Miguel Cabrera became the 10th different player in baseball history to win the Triple Crown, but will that be enough to be named the American League's Most Valuable player?
Mike Trout was unanimously named the American League Rookie of the Year on Monday and many believe he will garner support for the Most Valuable Player Award as well. While Trout’s season was impressive, Miguel Cabrera compiled numbers in 2012 that few in baseball history have ever compiled before.
Cabrera finished the season leading the AL in batting average (.330), RBI (139), and home runs (44), becoming the 10th player to ever win baseball’s Triple Crown (12th occurrence) and the first since Carl Yastrzemski in 1967.
He was the first player to hold the outright league-lead in those categories since Frank Robinson in 1966 (Yastrzemski tied for the home run lead a season later) and became the first infielder to win the Triple Crown since Lou Gehrig in 1934.
He was also the fourth winner of the Triple Crown to play on a first-place team.
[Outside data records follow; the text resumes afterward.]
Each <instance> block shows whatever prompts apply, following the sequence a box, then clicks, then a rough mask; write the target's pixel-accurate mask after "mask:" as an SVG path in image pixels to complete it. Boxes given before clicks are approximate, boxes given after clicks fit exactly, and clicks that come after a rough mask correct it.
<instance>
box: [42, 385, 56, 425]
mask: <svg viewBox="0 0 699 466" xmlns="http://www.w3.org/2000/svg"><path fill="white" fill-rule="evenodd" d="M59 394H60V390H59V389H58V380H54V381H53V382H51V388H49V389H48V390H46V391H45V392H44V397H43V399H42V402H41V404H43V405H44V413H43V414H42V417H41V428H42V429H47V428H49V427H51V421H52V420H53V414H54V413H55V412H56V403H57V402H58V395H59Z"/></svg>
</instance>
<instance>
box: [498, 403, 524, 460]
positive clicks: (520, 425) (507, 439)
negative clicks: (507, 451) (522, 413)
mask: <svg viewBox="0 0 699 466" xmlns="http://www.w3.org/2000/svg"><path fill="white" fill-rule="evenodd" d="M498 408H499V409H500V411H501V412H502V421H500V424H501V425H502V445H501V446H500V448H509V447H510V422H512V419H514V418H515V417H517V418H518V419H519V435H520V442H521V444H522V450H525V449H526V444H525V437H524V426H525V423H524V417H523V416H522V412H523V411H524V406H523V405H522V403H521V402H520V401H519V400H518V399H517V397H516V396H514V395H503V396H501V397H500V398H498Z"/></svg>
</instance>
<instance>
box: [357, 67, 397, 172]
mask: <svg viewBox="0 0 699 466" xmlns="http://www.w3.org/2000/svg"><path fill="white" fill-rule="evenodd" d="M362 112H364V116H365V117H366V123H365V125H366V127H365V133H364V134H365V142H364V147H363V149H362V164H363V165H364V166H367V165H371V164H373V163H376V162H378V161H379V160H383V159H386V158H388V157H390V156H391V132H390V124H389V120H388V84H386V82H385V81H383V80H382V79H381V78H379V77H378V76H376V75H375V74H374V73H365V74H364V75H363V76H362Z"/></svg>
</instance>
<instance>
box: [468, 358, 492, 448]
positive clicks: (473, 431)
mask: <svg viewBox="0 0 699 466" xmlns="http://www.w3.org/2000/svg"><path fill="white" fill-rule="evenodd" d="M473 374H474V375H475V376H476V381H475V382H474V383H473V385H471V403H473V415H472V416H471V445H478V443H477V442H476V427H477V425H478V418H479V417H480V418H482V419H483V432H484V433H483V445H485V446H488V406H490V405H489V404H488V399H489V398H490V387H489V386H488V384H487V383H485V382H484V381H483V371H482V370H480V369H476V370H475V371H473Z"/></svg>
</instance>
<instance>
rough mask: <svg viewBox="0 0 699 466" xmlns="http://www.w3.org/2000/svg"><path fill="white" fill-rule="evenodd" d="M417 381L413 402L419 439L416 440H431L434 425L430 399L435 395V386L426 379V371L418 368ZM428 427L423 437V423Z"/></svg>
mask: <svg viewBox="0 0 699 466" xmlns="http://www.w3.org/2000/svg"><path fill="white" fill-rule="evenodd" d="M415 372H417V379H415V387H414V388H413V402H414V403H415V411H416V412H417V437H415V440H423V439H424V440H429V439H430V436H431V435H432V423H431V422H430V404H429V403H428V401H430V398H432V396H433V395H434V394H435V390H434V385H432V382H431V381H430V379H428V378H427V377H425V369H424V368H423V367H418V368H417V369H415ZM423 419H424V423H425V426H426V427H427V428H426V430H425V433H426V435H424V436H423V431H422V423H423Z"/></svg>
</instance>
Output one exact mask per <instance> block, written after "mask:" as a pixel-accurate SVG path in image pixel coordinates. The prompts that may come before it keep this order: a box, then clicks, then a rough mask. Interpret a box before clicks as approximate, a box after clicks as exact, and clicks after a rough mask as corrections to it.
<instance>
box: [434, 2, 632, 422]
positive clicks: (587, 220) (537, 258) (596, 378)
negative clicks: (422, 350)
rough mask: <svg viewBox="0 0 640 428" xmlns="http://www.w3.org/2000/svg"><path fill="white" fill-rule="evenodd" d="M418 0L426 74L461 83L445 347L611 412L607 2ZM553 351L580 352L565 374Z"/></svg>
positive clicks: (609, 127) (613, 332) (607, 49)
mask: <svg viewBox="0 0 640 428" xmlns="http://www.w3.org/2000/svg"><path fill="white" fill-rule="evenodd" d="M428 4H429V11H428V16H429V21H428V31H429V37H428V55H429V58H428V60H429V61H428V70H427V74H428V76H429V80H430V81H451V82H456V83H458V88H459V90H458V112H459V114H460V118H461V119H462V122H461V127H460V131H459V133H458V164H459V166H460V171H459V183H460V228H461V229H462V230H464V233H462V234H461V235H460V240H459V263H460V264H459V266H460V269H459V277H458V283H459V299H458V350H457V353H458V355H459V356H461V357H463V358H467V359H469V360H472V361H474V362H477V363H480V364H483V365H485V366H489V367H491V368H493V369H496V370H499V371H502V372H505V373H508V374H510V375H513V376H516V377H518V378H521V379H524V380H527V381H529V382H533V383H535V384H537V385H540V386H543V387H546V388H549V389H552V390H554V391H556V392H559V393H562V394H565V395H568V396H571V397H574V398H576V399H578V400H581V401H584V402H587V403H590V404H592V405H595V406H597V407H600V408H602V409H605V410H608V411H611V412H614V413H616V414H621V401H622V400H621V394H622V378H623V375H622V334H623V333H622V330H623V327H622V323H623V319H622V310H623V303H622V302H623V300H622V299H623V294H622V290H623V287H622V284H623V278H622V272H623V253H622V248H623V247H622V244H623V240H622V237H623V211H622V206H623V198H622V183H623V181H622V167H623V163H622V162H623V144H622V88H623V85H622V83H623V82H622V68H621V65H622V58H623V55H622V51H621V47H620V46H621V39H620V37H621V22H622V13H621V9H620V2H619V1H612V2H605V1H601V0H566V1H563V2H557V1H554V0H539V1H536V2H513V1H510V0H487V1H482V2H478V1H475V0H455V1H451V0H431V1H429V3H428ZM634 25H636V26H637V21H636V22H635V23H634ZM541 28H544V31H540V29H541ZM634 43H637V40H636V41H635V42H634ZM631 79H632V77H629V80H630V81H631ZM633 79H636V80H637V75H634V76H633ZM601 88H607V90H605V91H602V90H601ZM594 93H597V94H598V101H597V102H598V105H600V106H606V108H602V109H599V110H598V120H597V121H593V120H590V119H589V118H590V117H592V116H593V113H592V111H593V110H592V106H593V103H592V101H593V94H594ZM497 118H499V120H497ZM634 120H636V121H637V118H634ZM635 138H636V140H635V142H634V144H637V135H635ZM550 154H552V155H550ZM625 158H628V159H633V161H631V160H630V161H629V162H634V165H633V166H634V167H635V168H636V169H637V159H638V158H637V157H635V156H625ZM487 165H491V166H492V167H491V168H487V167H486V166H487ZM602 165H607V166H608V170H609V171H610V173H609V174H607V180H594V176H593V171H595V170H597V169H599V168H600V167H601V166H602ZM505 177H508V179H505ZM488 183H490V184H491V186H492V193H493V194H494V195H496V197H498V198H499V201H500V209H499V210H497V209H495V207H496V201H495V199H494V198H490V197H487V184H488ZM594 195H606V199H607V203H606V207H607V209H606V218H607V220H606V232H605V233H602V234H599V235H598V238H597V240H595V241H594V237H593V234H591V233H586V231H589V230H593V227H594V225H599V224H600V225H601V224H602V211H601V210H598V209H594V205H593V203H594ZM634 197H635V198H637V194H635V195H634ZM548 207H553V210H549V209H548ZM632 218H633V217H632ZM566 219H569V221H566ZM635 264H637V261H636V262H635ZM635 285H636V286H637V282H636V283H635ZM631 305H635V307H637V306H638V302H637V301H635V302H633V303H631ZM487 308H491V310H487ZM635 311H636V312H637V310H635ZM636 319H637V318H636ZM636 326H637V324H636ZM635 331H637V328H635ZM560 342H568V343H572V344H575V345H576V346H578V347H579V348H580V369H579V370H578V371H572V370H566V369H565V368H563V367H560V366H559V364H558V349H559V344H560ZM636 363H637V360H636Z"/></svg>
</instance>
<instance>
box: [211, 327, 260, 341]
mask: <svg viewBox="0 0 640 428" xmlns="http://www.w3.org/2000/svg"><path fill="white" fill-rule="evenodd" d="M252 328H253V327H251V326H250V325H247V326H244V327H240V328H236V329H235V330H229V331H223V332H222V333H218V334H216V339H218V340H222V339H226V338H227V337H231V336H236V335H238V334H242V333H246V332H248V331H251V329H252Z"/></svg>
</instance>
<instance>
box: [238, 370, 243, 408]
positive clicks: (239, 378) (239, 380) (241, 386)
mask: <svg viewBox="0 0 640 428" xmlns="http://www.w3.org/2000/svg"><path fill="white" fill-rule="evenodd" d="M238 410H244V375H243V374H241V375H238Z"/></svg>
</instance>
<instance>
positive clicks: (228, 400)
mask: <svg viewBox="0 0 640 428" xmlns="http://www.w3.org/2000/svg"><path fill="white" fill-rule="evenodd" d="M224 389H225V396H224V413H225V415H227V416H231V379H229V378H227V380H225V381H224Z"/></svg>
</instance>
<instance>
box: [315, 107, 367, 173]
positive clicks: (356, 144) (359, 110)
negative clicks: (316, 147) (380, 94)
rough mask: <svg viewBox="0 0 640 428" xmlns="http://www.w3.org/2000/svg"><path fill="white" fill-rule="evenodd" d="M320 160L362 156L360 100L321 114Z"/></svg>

Each of the previous three—Yastrzemski in 1967, Robinson in 1966, and Mickey Mantle in 1956—all went on to win the MVP award that season.
Although impressive, the 2012 season was no fluke for Cabrera as he leads the American League in all three Triple Crown categories since the beginning of the 2009 season (.331 BA, 146 HR, 473 RBI).
2012 also marked the second-consecutive season in which Cabrera led the American League in batting average, making him the first Tiger to do so in back-to-back seasons since Ty Cobb did it three straight years from 1917 to 1919.
Looking back, one theme for Cabrera during the 2012 season was the term “late,” be it late-game production or his late-season push for Triple Crown and potential MVP honors.
Cabrera hit an AL-high .337 in the seventh inning or later this season with more home runs (17), RBI (43), and runs (38) than any other player in baseball. His 26 extra-base hits were tied with the Yankees Mark Teixeira for most in MLB and his .411 on-base percentage ranked third in the American League.
Triple Crown Winners
On 1st Place Teams Since 1920
When runners were in scoring position in those situations, his batting average and on-base percentage spiked to .370 and .464, respectively. Cabrera also hit an MLB-high six home runs and had seven extra-base hits (T-2nd in MLB).
During regular season games in September and October, Cabrera seemed to truly peak. He hit .333 and tied for second in MLB with 11 home runs. His 30 RBI over that span led the American League (2nd in MLB).
Only the Yankees Robinson Cano had as many extra-base hits (18) in the AL as Cabrera did during those final four-and-a-half weeks and only Cano (27) and the Orioles Adam Jones (25) scored more runs that Cabrera (23).
Will all these numbers culminate in an MVP award for Cabrera? History suggests yes as the last three Triple Crown winners were named MVP. Unfortunately for Cabrera, however, those seasons took place in 1956, 1966, and 1967. Only time will tell whether his production is valued in the same manner 45 years later.